Chart 2: China’s contracted LNG position vs demand

Source: Timera Energy

2017 has been a strong growth year for Chinese demand, consistent with the high demand scenario.  This has seen Chinese buyers actively sourcing spot cargoes this year. But that does not necessarily mean a further 3 years of growth at this pace to follow.

Persistently high coal prices have helped support Chinese LNG demand this year.  2017 has also been important in the Chinese political cycle, given the lead up to the 19th National Congress which saw Xi Jinping consolidate his power. There has been a strong associated incentive for the incumbent Chinese leadership to support economic growth.

Looking forward, the pace of Chinese economic growth remains a key factor.  But LNG demand is also set to be influenced by a combination of coal price levels, pipeline volume take, responsiveness to prevailing LNG spot prices and a pollution driven policy shift towards gas.

Japanese positions key to LNG contracting innovation

Beneath the net position of the big 5 buyers, there are some more substantial contractual imbalances in Japan and South Korea. Chart 2 illustrates this issue, with Japan facing a 15-20 mtpa contract surplus by 2019.

Chart 3: Japan’s contracted LNG position vs demand

Source: Timera Energy

The surplus of contracted LNG in Japan and Korea is driving a rapid commercial evolution amongst utilities. Buyers are trying to negotiate increased flexibility in legacy supply contracts e.g. allowing cargo resales and relaxing destination clauses.

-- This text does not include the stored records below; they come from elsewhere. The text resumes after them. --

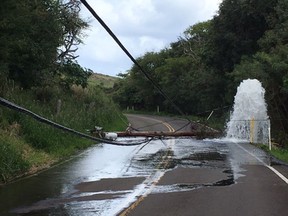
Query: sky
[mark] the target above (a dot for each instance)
(141, 25)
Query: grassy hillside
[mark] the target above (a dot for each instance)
(27, 146)
(102, 80)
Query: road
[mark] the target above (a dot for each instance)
(182, 176)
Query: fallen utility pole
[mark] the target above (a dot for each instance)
(196, 134)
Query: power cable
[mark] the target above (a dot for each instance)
(39, 118)
(131, 57)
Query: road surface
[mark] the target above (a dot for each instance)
(182, 176)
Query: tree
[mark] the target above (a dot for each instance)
(31, 33)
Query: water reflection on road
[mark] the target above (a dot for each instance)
(105, 179)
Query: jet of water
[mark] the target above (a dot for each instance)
(249, 120)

But Japanese & Korean buyers are also increasing their focus on short to medium term contracts to manage LNG portfolio exposures.  This is evident in the current push by Japanese utilities to expand their LNG trading & optimisation capabilities to manage:

  1. Over-contracted positions, with surplus LNG being priced against European hubs
  2. The ramp up in flexible hub-indexed US export contract volumes, with forward exposures that are managed against US and European hub prices.

LNG market liquidity is also being boosted by rapid growth in the role of commodity trader intermediaries (e.g. Gunvor, Vitol, Trafigura & Glencore). These players are injecting innovation and expertise developed in oil and other commodity markets.

This evolution of the LNG contract market is driving a virtuous cycle which is acting to increase the influence of hub price signals.  It is also seeing Asian portfolios shifting their focus to the west, in order to access liquid US & European hubs to manage portfolio exposures.